“La democrazia è il nome che diamo al popolo ogni volta che abbiamo bisogno di lui”, potrebbe essere forse questa famosa frase quella giusta da controbattere alle strillate democratiche che da più parti e sempre più frequentemente sentiamo, ora anche dal PDL. Peccato che questo benedetto popolo continui ad essere visto non come il vero protagonista della democrazia, ma come un “accessorio” indispensabile sempre e solo nel momento elettorale.
I tempi però stanno drammaticamente cambiando. Spero che la politica finalmente arrivi a capirlo. Nella Seconda Repubblica che sembra stare per concludersi, il centrosinistra ha sempre passivamente subito l’offensiva populista della leadership del centrodestra, salvo quando ha mostrato nelle televisioni delle famiglie italiane le immagini delle code dei votanti ai seggi delle primarie.Nei quartieri borghesi e in quelli delle periferie metropolitane, nelle grandi città e nei piccoli comuni montani, in un miscuglio vincente di avvocati e insegnanti, imprenditori e pensionati, donne e uomini, italiani ed extracomunitari: quelle file ai seggi hanno avuto, nella stragrande maggioranza dei casi, un effetto entusiasmante sull’impegno di dirigenti politici, militanti ed elettori .
Le primarie non le abbiano inventate noi, e quindi non dobbiamo chiederci noi se servono o meno. Negli Stati Uniti, nella nazione che ha stabilito i canoni della democrazia liberale, le primarie sono il metodo democratico per selezionare la classe dirigente. Selezionata dai cittadini e non dagli apparati. Quest’ultimo fu teorizzato a livello di struttura partitica e usato estensivamente nel PCUS di Lenin. In questo modello gli apparati di partito decidono, per cooptazione , chi deve accedere ai gruppi dirigenziali di un partito secondo un modello di continuità e salvaguardia degli apparati stessi. Nel centrodestra la struttura gerarchica di cooptazione somiglia in verita’ piu’ ad una struttura di stampo feudale con il rex (legibus soluto), i suoi vassalli e giu’ a scendere i valvassori e i valvassini.
Una delle questioni centrali in Italia è il deficit di democrazia e partecipazione che genera l’antipolitica. I partiti, in una democrazia piena, hanno un ruolo positivo solo se essi stessi sono il luogo dove chiunque dalla società possa accedere alla politica.

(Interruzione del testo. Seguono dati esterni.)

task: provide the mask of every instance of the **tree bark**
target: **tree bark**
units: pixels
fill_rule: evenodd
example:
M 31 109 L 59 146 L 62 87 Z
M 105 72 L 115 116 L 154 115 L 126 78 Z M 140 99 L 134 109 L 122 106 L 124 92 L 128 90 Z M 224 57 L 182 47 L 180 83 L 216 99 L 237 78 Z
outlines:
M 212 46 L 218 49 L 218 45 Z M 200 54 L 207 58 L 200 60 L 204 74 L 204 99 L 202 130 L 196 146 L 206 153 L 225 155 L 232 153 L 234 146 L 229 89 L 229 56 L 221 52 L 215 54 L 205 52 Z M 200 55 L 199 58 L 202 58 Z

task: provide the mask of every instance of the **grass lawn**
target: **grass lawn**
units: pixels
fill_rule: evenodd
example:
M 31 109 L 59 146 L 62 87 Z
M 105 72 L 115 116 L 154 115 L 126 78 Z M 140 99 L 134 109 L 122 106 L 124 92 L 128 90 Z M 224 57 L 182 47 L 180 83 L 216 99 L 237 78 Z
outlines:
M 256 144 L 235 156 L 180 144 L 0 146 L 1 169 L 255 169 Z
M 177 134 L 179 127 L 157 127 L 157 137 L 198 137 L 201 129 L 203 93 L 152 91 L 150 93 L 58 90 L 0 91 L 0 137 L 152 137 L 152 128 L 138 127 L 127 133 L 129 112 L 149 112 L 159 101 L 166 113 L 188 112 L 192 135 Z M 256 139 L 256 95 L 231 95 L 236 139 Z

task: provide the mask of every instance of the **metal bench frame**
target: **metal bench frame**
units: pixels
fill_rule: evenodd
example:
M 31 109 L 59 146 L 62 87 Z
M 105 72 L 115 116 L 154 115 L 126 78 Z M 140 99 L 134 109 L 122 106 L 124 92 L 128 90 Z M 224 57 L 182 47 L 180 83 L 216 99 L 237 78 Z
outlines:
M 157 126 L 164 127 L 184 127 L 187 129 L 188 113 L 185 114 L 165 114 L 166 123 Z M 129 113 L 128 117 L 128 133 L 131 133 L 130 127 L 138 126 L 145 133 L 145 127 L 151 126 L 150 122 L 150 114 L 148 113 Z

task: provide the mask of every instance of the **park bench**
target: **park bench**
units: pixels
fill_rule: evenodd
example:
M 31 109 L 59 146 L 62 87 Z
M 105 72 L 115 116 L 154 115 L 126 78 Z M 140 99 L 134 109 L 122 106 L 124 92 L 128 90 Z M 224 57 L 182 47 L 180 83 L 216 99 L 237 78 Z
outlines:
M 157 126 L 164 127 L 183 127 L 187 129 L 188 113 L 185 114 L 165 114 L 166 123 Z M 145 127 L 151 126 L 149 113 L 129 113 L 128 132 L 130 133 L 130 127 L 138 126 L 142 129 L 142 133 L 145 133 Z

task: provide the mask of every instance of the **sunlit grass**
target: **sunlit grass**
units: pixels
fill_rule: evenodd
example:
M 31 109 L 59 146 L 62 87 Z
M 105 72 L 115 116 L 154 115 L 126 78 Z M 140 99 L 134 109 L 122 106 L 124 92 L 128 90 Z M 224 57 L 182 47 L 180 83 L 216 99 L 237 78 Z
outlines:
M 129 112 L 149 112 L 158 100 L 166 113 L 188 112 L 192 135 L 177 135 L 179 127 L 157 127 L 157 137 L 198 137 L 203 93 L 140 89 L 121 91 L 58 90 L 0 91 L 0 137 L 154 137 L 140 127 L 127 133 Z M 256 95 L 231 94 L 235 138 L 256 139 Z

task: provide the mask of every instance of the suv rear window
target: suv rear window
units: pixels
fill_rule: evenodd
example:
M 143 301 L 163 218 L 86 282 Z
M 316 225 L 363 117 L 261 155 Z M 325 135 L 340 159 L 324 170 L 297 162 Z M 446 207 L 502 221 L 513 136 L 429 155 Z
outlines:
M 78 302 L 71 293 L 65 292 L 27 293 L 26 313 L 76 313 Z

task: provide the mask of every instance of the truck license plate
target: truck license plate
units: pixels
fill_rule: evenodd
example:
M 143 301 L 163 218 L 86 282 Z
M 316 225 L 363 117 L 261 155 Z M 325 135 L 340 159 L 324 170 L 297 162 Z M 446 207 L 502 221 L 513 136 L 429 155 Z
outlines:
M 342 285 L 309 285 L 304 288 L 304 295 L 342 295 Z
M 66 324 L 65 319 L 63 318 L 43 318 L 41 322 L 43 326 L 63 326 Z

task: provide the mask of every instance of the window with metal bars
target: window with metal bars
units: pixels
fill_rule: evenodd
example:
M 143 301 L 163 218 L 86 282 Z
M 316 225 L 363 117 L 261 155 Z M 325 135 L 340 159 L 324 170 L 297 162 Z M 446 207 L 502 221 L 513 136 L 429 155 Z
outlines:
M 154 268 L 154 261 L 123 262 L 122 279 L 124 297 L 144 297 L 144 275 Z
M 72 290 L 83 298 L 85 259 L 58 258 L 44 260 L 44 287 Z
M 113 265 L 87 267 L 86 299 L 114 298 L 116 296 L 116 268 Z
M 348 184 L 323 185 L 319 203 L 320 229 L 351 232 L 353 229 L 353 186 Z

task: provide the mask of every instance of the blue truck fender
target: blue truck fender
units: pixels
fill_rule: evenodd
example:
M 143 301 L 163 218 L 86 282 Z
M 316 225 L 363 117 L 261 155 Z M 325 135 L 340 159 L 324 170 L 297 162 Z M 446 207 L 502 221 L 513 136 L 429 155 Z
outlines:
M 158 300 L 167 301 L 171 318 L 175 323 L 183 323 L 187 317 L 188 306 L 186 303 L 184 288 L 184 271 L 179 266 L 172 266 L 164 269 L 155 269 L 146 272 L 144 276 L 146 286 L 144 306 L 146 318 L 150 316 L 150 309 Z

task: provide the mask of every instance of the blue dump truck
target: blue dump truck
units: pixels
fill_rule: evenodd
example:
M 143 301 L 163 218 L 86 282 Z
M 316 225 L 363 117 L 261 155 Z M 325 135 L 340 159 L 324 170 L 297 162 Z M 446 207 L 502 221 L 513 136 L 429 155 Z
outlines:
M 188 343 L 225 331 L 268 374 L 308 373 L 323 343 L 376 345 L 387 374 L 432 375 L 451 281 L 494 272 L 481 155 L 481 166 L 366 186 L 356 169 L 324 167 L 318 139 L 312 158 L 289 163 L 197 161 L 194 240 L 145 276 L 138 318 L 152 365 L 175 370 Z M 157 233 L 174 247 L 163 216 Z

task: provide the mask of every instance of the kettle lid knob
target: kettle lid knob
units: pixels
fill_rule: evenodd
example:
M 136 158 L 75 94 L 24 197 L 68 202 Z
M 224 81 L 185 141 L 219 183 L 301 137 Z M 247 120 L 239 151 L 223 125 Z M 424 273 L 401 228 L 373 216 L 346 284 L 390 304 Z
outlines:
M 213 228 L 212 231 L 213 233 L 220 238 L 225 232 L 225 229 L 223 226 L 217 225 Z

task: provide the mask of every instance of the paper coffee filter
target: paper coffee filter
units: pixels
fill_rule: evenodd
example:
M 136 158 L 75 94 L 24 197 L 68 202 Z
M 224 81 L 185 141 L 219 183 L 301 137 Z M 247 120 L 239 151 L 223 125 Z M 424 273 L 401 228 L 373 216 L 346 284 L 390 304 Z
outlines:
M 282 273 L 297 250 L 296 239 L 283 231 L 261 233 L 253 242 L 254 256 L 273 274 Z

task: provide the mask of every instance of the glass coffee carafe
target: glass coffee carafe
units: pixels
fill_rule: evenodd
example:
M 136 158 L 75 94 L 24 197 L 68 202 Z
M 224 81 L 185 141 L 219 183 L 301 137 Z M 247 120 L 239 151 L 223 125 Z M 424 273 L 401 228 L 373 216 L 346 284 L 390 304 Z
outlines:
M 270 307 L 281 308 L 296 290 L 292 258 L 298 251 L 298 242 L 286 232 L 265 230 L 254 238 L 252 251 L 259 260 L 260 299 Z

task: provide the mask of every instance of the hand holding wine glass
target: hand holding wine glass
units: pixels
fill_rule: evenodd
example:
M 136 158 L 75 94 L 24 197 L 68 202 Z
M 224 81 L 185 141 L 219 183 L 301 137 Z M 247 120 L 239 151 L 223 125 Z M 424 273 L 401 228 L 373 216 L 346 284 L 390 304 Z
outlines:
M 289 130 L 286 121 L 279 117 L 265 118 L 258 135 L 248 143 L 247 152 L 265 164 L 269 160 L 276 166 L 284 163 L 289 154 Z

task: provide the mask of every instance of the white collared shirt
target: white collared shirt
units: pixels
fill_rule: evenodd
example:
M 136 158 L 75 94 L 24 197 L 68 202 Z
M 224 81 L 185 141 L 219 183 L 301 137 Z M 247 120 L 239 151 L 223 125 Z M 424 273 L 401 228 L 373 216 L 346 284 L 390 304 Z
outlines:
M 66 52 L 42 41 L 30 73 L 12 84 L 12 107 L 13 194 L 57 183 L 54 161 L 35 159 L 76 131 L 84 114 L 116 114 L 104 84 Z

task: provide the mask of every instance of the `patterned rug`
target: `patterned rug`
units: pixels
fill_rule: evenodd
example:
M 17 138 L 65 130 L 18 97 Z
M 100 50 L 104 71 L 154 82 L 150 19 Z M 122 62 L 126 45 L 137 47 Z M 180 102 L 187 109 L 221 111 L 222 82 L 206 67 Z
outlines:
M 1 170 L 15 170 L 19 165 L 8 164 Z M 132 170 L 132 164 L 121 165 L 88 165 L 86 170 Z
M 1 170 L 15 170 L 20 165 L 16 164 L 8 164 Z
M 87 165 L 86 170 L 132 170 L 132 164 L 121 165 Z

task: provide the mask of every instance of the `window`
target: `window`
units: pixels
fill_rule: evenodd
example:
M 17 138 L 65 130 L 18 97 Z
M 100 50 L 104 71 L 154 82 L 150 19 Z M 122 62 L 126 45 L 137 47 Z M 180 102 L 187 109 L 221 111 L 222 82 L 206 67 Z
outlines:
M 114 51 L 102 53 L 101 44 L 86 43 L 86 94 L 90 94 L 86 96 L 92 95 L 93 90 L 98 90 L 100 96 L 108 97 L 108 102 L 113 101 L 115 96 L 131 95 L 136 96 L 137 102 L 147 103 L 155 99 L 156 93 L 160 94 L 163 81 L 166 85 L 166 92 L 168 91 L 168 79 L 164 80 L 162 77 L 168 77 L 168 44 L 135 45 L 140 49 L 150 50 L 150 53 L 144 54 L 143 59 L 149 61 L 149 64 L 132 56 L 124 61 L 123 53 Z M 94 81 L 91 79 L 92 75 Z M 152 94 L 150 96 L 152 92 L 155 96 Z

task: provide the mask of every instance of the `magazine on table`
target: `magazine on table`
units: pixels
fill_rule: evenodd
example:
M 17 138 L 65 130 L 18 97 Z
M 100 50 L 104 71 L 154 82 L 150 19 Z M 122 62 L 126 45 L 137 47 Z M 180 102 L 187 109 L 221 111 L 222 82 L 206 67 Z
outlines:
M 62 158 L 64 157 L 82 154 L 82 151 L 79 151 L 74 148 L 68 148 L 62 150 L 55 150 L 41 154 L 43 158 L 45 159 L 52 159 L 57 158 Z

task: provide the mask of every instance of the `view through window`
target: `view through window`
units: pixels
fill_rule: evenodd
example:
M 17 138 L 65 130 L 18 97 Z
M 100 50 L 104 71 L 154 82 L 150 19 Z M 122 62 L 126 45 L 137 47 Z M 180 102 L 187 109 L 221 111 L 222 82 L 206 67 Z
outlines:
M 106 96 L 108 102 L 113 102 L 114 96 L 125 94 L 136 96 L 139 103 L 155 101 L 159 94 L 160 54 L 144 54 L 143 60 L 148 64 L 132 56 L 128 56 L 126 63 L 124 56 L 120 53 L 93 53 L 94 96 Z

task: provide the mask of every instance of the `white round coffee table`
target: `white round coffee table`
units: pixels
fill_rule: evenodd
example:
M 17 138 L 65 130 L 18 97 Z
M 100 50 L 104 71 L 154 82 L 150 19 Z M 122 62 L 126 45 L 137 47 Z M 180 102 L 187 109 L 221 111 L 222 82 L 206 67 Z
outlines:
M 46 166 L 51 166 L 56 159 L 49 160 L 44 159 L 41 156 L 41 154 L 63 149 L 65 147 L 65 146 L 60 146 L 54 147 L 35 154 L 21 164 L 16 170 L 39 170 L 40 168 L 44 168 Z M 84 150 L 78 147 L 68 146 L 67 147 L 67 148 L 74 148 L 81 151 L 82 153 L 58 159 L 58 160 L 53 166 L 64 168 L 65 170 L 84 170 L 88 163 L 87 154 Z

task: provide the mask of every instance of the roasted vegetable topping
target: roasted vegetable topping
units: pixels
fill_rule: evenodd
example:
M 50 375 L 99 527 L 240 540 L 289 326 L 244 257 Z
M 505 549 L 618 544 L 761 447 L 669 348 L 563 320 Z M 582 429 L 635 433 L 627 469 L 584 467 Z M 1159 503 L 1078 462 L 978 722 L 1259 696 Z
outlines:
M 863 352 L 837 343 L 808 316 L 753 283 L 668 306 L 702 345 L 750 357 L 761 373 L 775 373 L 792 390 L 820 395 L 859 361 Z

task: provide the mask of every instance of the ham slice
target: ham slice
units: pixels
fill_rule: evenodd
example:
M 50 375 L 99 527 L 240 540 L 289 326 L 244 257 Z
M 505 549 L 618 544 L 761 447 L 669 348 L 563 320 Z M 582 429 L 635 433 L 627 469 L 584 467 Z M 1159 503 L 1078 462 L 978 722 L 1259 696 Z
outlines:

In un momento storico in cui la politica tutta è delegittimata, un partito che fa selezionare la sua classe dirigente dai cittadini acquisisce quella autorevolezza di cui ha bisogno per non apparire come un coacervo di interessi di casta e di carriere che portano privilegi mentre il resto della società affonda sotto i colpi della crisi.
Il consenso e la rappresentanza, che dovrebbero essere la linfa e lo scopo di un partito, la si conquista e la si espande maggiormente se si ha una classe dirigente che è stata selezionata dagli elettori stessi. Ovviamente non devono essere l’unico valore aggiunto privo di contenuti , anche perché molti di coloro che scimmiottano questo metodo lo fanno solo per carriera personale e poi quando assurgono a cariche dove dovrebbero dimostrare nuove idee, insomma un nuovo modo di pensare e fare politica , praticano le vecchie tecniche solo per tornaconto personale. Una politica sempre più autoreferenziale , sempre più chiusa ha bisogno di una cinghia di collegamento con la tanto bistrattata società civile, questa energia positiva si scontra con l’attuale stallo delle strutture di partito , troppo trincerate a difendere posizioni consolidate ed intimorite dalla circolazione di nuove idee , di forze nuove , dalla contaminazione e con storie e provenienze diverse.
Se si criticano gli adulti parlando spesso dei giovani come speranza per il futuro non possono non stridere con quanto deciso dai Giovani Democratici, ed in particolare del segretario Raciti, che sembrano andare in una direzione diametralmente opposta, soprattutto dopo la straordinaria partecipazione di giovani alle Primarie che nel 2008 lo elessero Segretario. Ci si augura sempre che le rivoluzioni dal basso ed i miglioramenti vengano sempre dalla positiva spinta data dall’impegno e dall’entusiasmo dei giovani, speriamo che in questa circostanza non si debba parlare in futuro di una occasione persa.